Timothy D. Strong received his BS degree in electrical engineering from
Michigan Technological University in 1992. After working for 3 years in
microprocessor design and verification at IBM, he began graduate studies
at the University of Michigan. He received an MS in electrical engineering
in 1997 and is currently a PhD candidate. His current research is in IC
fabrication and integrated chemical sensing via ion-selective electrodes
and cyclic voltammetry.
Peter L. Bird received the MS and PhD degrees from the University of
Michigan in 1982 and 1987. He worked as the principle hardware and
software architect for Applied Dynamics International, helping to design
and implement a development system for high speed embedded
controllers. He worked as the principle architect for the Advanced
Computer Research Institute (ACRI), a French start-up company
established to develop a high performance, heterogeneous multi-processor
system. He is currently adjunct professor of electrical engineering and
computer science at the University of Michigan where he is responsible for
the senior level course in compiler design and implementation. His
research interests include language design and implementation, application
of parsing techniques to software engineering problems, and computer
architectures for high performance and embedded systems. He holds a US
patent for a high performance memory system.
277
Geun Sig Cha received his BS degree from Korea University in 1977 and
his PhD in analytical chemistry from the University of Michigan in 1989.
He continued his research at the University of Michigan as a joint research
fellow in the Department of Chemistry and Electrical Engineering and
Computer Science until January 1991. He is now an associate professor of
analytical chemistry in the Department of Chemistry at Kwangwoon
University. His current research interests involve the development of
polymer membrane-based ion-, bio- and gas-sensors and the design of
enzyme-linked competitive and non-competitive binding assay methods.
Wolfgang HoÈld was born on 30 May 1965 in Guenburg, Germany. He
received the Dipl. Ing. in electrical engineering (focus on communication
electronics) in 1989 from the Technical University, Augsburg, Germany. In
1989, he joined National Semiconductor, Germany, as a product engineer
for 4- and 8-bit microcontrollers. From 1990 to 1994, he held positions in
product engineering and design engineering for microcontrollers at
National Semiconductor, Santa Clara, CA. In 1994, he established a
design center for microcontrollers at the National Semiconductor
European Headquarters, Germany. The design center focused on 8- and
16-bit microcontroller cores and communication modules. His current
interests and activities include developing best design practices for HDL
coding and design reuse standards. He is presently responsible for the 16bit Compact-RISCTM CPU, including product development.

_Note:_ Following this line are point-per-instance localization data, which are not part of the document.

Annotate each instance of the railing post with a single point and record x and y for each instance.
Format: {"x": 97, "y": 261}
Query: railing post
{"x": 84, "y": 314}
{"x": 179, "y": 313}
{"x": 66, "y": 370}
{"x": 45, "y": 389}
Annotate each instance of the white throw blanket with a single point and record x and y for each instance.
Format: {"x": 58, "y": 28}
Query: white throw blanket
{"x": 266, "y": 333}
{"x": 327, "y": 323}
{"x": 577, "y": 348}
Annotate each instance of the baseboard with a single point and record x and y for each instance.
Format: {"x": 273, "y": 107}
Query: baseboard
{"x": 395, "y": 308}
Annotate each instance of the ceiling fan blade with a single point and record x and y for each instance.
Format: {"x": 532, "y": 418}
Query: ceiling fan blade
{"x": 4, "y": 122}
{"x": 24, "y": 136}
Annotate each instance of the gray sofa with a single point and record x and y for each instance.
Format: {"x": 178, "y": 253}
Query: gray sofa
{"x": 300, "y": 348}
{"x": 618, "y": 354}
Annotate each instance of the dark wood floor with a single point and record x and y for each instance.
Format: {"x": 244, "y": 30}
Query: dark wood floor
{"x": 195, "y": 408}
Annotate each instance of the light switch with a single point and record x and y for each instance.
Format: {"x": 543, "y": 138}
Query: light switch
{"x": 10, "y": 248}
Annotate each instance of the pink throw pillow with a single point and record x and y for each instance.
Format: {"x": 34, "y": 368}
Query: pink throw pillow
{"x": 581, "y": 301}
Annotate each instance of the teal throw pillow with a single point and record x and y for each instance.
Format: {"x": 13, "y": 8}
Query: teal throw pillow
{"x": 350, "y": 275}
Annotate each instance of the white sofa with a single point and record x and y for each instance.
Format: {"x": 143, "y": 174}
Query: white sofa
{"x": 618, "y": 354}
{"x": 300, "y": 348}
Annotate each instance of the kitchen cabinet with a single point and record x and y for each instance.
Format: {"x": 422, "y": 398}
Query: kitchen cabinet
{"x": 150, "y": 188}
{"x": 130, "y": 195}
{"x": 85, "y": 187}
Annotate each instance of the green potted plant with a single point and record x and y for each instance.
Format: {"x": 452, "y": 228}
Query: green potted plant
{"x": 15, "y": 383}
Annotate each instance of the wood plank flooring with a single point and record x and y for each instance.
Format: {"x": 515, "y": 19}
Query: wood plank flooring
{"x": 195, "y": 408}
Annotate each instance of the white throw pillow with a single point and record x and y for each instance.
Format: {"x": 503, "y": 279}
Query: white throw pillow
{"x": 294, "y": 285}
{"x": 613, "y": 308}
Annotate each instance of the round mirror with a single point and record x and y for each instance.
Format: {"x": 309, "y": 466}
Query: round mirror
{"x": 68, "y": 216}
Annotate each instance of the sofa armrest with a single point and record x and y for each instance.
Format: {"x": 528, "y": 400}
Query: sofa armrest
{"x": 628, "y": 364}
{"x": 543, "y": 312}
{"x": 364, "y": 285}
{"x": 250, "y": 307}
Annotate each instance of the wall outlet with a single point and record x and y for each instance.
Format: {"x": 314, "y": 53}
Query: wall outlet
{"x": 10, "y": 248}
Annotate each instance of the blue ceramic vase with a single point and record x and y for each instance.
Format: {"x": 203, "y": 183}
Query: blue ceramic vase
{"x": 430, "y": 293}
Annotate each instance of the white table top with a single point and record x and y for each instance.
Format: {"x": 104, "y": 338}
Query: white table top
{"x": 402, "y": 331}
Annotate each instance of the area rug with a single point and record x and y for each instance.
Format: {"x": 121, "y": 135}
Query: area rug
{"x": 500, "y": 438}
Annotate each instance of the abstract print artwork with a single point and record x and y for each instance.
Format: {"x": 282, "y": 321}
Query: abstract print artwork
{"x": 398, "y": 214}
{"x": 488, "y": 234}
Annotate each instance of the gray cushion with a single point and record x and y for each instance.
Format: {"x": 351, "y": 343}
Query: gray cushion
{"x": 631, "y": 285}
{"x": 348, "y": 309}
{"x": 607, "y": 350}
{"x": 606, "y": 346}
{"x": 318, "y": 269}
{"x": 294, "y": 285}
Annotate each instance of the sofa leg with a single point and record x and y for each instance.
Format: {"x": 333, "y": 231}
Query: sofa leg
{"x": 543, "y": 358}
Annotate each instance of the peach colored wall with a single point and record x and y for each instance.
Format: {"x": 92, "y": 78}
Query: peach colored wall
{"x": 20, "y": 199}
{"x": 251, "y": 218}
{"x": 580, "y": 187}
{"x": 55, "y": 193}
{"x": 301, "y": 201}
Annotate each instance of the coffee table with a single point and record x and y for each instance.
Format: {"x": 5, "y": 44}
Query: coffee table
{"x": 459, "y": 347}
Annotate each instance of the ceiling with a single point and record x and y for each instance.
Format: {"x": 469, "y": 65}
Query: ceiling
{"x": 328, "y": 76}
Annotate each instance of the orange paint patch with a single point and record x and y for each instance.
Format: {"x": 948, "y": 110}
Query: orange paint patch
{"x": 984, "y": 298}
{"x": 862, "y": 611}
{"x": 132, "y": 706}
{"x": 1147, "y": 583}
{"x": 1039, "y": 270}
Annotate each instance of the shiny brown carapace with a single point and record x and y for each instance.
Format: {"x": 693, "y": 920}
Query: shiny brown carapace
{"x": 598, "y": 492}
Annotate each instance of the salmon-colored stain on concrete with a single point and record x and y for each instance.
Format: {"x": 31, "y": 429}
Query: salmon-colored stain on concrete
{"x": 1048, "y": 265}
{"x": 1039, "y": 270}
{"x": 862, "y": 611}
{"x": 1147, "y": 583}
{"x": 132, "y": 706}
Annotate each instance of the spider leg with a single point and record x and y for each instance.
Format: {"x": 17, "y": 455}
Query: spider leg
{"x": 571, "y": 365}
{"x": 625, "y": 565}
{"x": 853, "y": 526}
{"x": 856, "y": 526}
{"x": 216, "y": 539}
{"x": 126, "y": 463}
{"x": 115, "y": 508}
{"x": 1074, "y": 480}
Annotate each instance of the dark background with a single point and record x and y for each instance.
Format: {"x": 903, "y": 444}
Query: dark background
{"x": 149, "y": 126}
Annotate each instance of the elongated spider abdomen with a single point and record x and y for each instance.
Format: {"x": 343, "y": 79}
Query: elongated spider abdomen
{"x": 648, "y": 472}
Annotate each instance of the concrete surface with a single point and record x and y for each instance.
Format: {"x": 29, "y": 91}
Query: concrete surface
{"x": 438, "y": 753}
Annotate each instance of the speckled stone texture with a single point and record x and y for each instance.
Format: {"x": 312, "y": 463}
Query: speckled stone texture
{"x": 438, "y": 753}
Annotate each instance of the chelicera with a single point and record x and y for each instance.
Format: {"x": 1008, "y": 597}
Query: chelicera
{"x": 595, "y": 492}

Richard B. Brown received his BS and MS degrees in electrical
engineering from Brigham Young University in 1976. He then worked in
computer design and instrumentation until returning to school in 1981. He
received an electrical engineering PhD at the University of Utah in 1985.
His dissertation was on integrated solid-state chemical sensors, which
included development of a custom MOS fabrication process and
integration of multiple transducers with analog and digital circuitry. In
September 1985, he joined the Department of Electrical Engineering and
Computer Science, University of Michigan, where he serves as associate
chair. His areas of current research are SOI circuits, mixed-signal
integrated circuits, and solid-state chemical sensors.